India can start exporting hard cheese to Russia if it wishes, as Moscow has agreed to its initial demand that the condition that only those dairies would be allowed to export that have captive cattle ranches be reviewed six months after export to the country begins.

New Delhi, however, is now weighing the option of negotiating harder to get a waiver on the condition before exports start, as only two Indian companies will qualify for exports under the given stipulation, a government official told BusinessLine.

“We are apprehensive that if we sign the export protocol without resolving the issue of the mandatory requirement of dairies owing cattle, we may not be able to sort it ever,” the official said.
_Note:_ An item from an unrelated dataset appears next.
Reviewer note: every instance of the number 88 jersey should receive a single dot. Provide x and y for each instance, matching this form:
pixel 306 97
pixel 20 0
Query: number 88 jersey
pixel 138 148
Earlier this year Russia had agreed to start importing dairy items, specifically hard cheese, from India, but it lay down the condition that only dairy plants with over 1,000 cattle could export.

Only two Indian producers of hard cheese – Parag Milk Foods and Shreiber Dynamix Diaries – qualify for exports under this condition while all others, including cooperatives like Amul, do not, as Indian dairies mostly do not own their own farms.

Russia insists that dairy exporters should have a captive cattle farm as it could then get a certificate from an authorised veterinarian servicing the dairy specifying that the cattle had been properly vaccinated and was free of foot-and-mouth disease, tuberculosis, brucellosis and leukemia.

“Our embassy in Moscow and the Export Inspection Council of India are in talks with the Russian quality control agency trying to persuade them that the milk sourcing model that will be followed by the exporting firms would ensure that there are no contaminants or disease causing germs in the sourced milk,” the official said.


India suggested that clusters of villages from where dairy plants source their milk could be identified and veterinarians assigned to each cluster who could give a certification related to all required vaccinations and FMD outbreak.

“Over the last few months of discussions with the Russian officials on the issue, we have realised that it could take a lot of time to resolve such matters. If we agree to an export protocol with just a provision of review, the pressure on the Russians to give us a permanent solution would lessen,” the official said.

But also at stake is the future of the companies that qualify to export under the existing rules as they stare at an uncertain future. “It is a call we will have to take,” the official added.